Kemudian, secara arti luas yaitu, seorang pemempin itu harus mempunyai keterampilan profosionalisme yang tinggi yang di karakteristikkan dengan pengetahuan, dan juga seorang pemimpin itu mempunyai kemampuan dalam perencanaan, Dalam perencanaan ada beberapa faktor yang harus dipertimbangkan. Yaitu harus SMART yaitu perencanaan harus jelas maksud maupun ruang lingkupnya. Yaitu bagaimana dalam suatu pembuatan program itu harus jelas(logis). kemudian program kerja atau rencana harus dapat diukur tingkat keberhasilannya  juga dapat di capai denga baik. Jadi bukan anggan-angan. Dan lagi sesuai dengan kemampuan  sumber daya yang ada. Tidak terlalu mudah dan tidak terlalu sulit. Tapi tetap ada tantangan. juga ada batas waktu yang jelas. Sehingga mudah dinilai dan dievaluasi.  kemudian, agar  perencanaan dan  tujuan bisa tercapai maka dibutuhkan pengorganisasian yaitu dengan cara  memiliki tugas, tanggung jawab, wewenang dan uraian jabatan (Job Description). Yaitu membagi-bagi tugas sesuai dengan keahliannya masing-masing. Jadi program ataupun kegiatan yang di laksanakan bisa menjadi ringan dengan adanya job description tersebut.
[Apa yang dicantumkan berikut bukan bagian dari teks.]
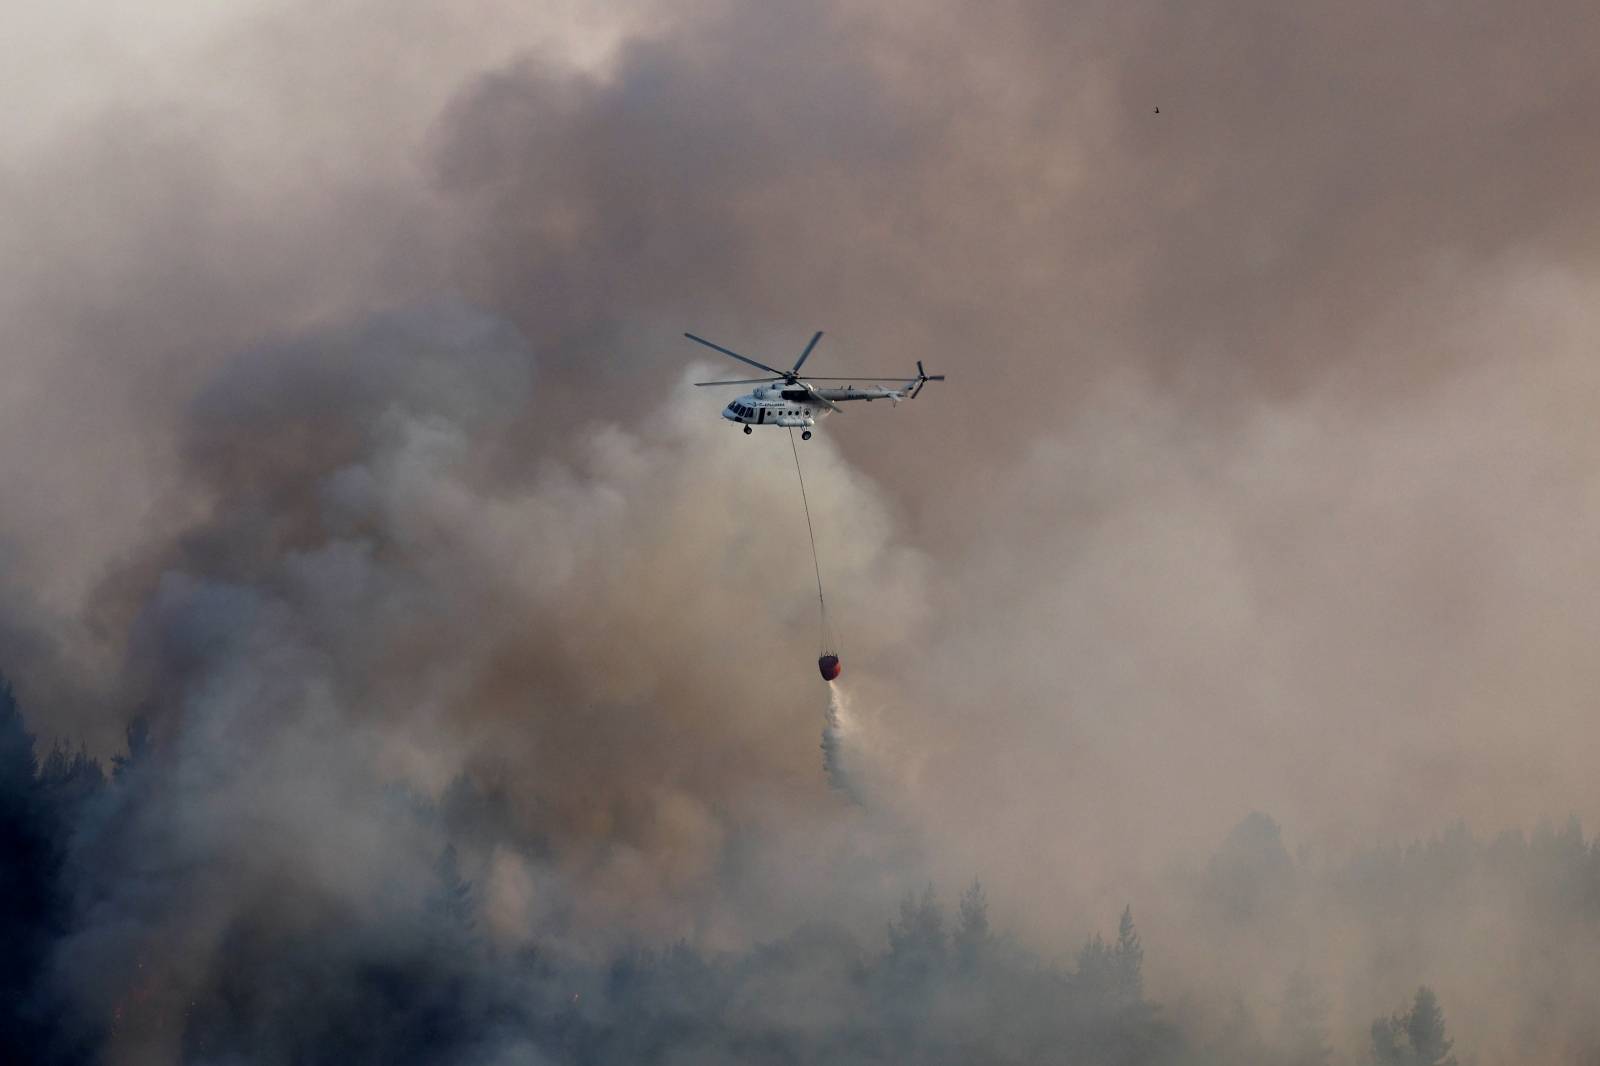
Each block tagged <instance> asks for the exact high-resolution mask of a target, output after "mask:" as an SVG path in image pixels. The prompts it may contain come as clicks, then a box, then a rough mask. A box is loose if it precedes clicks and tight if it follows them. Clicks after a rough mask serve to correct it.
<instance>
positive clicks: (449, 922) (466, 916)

Perencanaan dan pengorganisasian yang baik kurang berarti bila tidak diikuti dengan pelaksanaan kerja  untuk itu dibutuhkan yang namanya kerja keras, kerja cerdas dan kerjasama. semua itu hanya untuk mengoptimalkan visi,misi seorang pemimpin(leader) Dalam suatu program yang di buatnya. Agar pekerjaannya berjalan sesuai dengan visi, misi, aturan dan program kerja seorang pemimpin.  maka, dibutuhkan pengontrolan. Baik dalam bentuk supervisi, pengawasan, inspeksi hingga audit. Kata-kata tersebut memang memiliki makna yang berbeda, tapi yang terpenting adalah bagaimana sejak dini dapat diketahui penyimpangan-penyimpangan yang terjadi. Baik dalam tahap perencanaan, pelaksanaan maupun pengorganisasian. Sehingga dengan hal tersebut dapat segera dilakukan koreksi, antisipasi dan penyesuaian-penyesuaian sesuai dengan situasi, kondisi dan perkembangan zaman.
Dari beberapa pemaparan di atas dapat di simpulkan, bahwa dalam suatu pemimpin hendaknya bisa mempunyai ataupun mampu, baik dalam segi perencanaan, pengorganisasian, melaksanakan(actuating) dan pengontrolan. Maka apabila seorang pemimpin sudah melakukan hal hal yang telah di sebutkan di atas dengan maksimal, maka di situlah pemimpin bisa dikatakan dengan pemimpin yang efisien.